Description of pediatric obesity example

A pediatric obesity researcher is interested in developing an intervention for families in which a child is obese.  The researcher wishes to estimate the effects of five intervention components:

  1. VEG, aimed at increasing a child’s vegetable intake;
  2. ACT, aimed at increasing family physical activity levels;
  3. EDU, nutritional education for parents and children;
  4. DIN, aimed at increasing the frequency of homemade dinners;
  5. CHK, a home visit in which the nutritional habits of the household are reviewed and suggestions are made for healthier eating.

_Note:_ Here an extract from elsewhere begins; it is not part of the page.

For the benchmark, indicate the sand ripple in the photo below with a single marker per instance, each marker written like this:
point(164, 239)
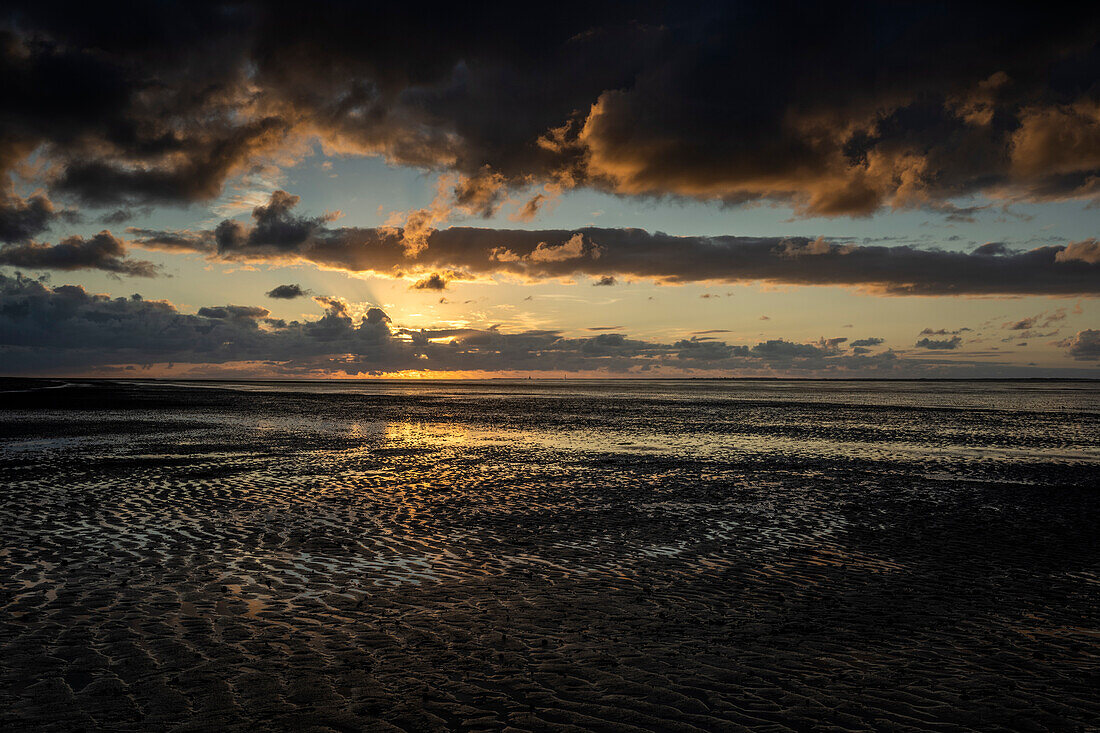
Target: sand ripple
point(294, 562)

The researcher decides to use a 25 factorial design for the experiment, N=256.  The first four factors correspond to the first four components.  Each has 2 levels: yes (the family is provided with the component, coded 1 in the data set) and no (the family is not provided with the component, coded -1).  The 5th factor corresponds to CHK, and has the following 2 levels: minimal (home visits occur once/month, coded -1 in the data set) and intensive (home visits occur biweekly, coded 1).  The outcome variable is percent change from pretest to posttest in the child’s body mass index (BMI).